Los japoneses volaban lo más cerca
posible del agua, a fin de impedir que atacáramos por debajo su avión,
que no ,tenía cañones en la parte inferior. Los de nuestras torres
superiores, en cambio, podían destrozar el piso de su fuselaje.
Naturalmente, también teníamos que volar a poca altura. Un tiro que
rompiera o inutilizara los mandos acabaría con todos nosotros.
No habría tiempo para salvarse en paracaídas, ni para salir por la
escotilla de escape des- pués de caer al agua. Había que vencer o
morir.
Yo meditaba
en esto, y confieso que a veces deseaba que, cuando el avión japonés se
perdiese en una nube, no volviéramos a encontrarlo.. Con gusto me
despediría de él, dejándolo metido en su nube. No se trataba solamente
de sortear el mal tiempo ni de tener que volar en toda posición, picando
a menudo y pirueteando con una gigantesca fortaleza volante como si
fuera uno de esos avioncillos diminutos hechos a propósito para tales
acrobacias. Había que recordar también las características de este
espectacular avión japonés que nos había suministrado el Servicio de
Información, para atacarlo en sus partes más vulnerables y evitar en lo
sumo posible el fuego de sus piezas más potentes y eficaces. Y en todo
esto tenían que pensar nuestros dos pilotos mientras un sargento
disparaba dos cañones cuyos proyectiles les pasaban continuamente por
delante.
Candentes pedazos de metralla le rozaron cinco veces, las piernas al teniente Spitzer, aunque sin perforarle la piel.
Las balas
silbaban sin cesar por todas partes, y el ruido continuo que hacían al
dar en nuestro avión se asemejaba al redoble de un tambor.
Recuerdo que una vez Spitzer se enderezó y ahuecó los labios como si
fuera a gritar o a quejarse; pero, en medio del estruendo, no oí nada.
Volvió él a su cañón; me olvidé del episodio.
Al alférez Mitchell lo hirieron varios
fragmentos de una bala perforante que se incrustó en su ametralladora
con un fuerte rechinido. Yo lo miré alarmado.
Estaba él de pie detrás de la
ametralladora, aturdido, con la cabeza inclinada y los músculos de la
cara relajados. Quise ir a auxiliarlo, pero las sacudidas del avión eran
tan fuertes, que no hubiese podido atravesar, sin caerme, el corto
espacio que nos separaba. Mitchell hacía grandes esfuerzos por conservar
el equilibrio. Se le bamboleaba la cabeza. Trató de hacer funcionar el
disparador; pero el arma no dió fuego. Forcejeó, entonces, por levantar
la tapa; pero inútilmente, porque también estaba averiada.
Al verlo tratando de arreglar la
ametralladora, supuse que no estaría gravemente herido.
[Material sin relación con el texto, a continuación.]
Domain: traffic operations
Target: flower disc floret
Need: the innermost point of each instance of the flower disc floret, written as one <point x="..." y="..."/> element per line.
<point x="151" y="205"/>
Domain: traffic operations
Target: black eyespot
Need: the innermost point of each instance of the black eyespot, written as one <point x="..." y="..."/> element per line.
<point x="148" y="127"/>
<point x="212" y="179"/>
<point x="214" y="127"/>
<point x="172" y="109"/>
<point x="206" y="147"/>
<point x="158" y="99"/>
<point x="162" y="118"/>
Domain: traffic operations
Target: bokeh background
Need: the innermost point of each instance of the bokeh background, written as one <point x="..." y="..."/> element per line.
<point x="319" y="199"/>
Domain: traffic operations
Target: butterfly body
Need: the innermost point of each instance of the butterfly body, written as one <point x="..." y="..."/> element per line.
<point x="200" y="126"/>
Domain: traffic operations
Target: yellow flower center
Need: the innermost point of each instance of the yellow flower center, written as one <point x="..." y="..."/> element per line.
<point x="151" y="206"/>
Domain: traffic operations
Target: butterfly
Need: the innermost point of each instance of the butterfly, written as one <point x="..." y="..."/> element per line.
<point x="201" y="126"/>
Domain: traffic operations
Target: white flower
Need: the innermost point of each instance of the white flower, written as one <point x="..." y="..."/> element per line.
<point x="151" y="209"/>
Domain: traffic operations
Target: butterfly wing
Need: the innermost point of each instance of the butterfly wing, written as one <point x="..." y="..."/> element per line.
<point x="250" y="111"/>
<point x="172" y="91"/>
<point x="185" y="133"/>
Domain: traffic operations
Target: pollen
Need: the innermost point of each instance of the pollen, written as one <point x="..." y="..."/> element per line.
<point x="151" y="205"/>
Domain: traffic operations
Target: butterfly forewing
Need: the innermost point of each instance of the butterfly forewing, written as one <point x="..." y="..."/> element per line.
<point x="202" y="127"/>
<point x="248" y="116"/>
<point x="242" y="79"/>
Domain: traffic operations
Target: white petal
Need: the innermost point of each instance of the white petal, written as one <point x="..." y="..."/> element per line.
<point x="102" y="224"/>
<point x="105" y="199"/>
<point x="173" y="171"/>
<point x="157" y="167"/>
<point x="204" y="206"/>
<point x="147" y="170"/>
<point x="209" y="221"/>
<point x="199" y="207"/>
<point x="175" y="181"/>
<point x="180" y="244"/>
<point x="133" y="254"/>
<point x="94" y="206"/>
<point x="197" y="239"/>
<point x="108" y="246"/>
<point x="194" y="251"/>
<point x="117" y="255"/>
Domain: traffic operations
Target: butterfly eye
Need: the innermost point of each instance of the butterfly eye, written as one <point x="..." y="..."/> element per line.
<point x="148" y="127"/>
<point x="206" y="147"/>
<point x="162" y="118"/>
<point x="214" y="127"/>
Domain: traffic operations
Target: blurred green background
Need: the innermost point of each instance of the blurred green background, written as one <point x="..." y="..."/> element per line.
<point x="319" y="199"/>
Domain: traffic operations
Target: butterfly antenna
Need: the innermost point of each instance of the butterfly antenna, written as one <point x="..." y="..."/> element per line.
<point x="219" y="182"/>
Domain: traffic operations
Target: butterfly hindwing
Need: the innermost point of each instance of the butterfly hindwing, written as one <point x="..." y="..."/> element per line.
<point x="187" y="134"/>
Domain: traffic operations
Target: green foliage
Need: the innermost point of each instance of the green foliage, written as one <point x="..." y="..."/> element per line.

Al cabo de un
rato (no sé cuánto sería) lo vi de pie a mi lado. Acercándoseme, me dijo
al oído con voz muy suave: «Dígame dónde me han herido ».
La sangre le manaba de cerca de un ojo
y, corriéndole por la mejilla y la barba, le caía en el vello rubio del
pecho. Se la restañé con un dedo, y vi que no tenía más que desgarrones
de la carne, de poca profundidad. «También me duele un pie », dijo el
alférez. «No puedo sostenerme en él». Agregó quejumbrosamente que era
gran desgracia que el enemigo hubiera puesto fuera de combate el único
cañón de proa que se podía manejar acostado.
Dos veces pasamos por encima del avión
japonés, y tan cerca, que podíamos ver los agujeros de bordes dentados
que nuestras balas le habían hecho. En estas ocasiones yo miraba con alarma al suelo, esperando a cada segundo que lo atravesaran las balas y granadas enemigas. La
segunda vez, oí que el teniente Spitzer gritaba: « ¡Está echando humo!
¡Le hemos inutilizado uno de los motores!» Y, en efecto, la hélice
correspondiente había dejado de girar.
Miré mi
reloj, y vi que era exactamente la una y un minuto. No pude menos de
pensar en la relatividad del tiempo y en la fatuidad de medir con las
unidades ordinarias de horas y minutos el que entonces transcurría.
En ocasiones y circunstancias como aquéllas, los segundos son
eternidades que no corren parejas con los sucesos comunes del universo.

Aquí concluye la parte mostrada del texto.